As I was browsing through the problems & solutions department of the American Mathematical Monthly the other day, I found out that, in his solution to problem E-2332 [1972, 87], which was published on page 77 of the first issue of vol. 80 of the AMM, Ernst Trost resorted to this trick and, what is more, added a reference to the aforementioned paper of his in Elemente der Mathematik for further applications of it.

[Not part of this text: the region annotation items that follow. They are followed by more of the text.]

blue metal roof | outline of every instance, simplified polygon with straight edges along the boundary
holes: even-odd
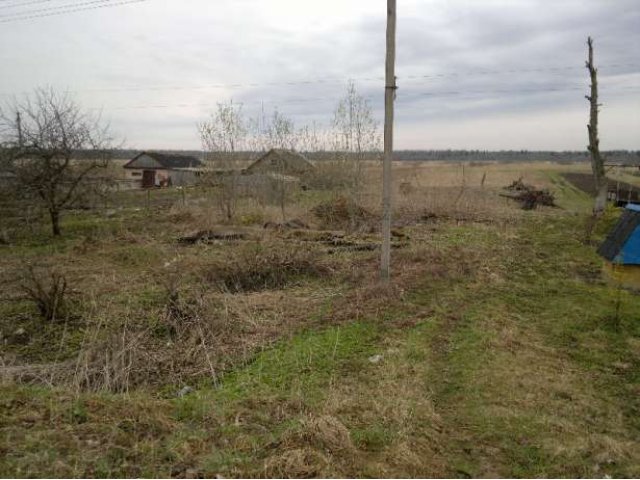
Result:
[[[640,212],[640,205],[637,203],[627,203],[627,210],[633,210],[634,212]]]

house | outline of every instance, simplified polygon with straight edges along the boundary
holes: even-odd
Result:
[[[300,177],[313,169],[313,164],[304,155],[294,150],[272,148],[247,167],[243,173]]]
[[[616,281],[640,288],[640,205],[626,206],[598,253],[607,261],[605,268]]]
[[[140,182],[142,188],[194,185],[204,164],[195,157],[142,152],[127,164],[127,180]]]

The problem asked to find all solutions in positive integers of the equation $y^{3}+4y= z^{2}$. Trost's solution goes as follows:
We consider the more general eq. $ay^{3} +4a^{3}b^{4}y= z^{2}$, with $y , z>0$, where $a, b \in \mathbb{N}$. If $(y,z)$ is a solution, then the quadratic polynomial $P(t) =ay^{3}t^{2} -z^{2}t+4a^{3}b^{4}y$ has the rational zero $t=1$. Therefore, $z^{4}-(2aby)^{4}$ must be the square of an integer. Taking into account that $y>0$ and applying a result of Fermat (see, for instance: K. Conrad, "Proofs by descent", p. 7), we infer that $z=2aby$; it follows that the unique solution to the equation is $(y,z)= (2ab^{2},4a^{2}b^{3})$.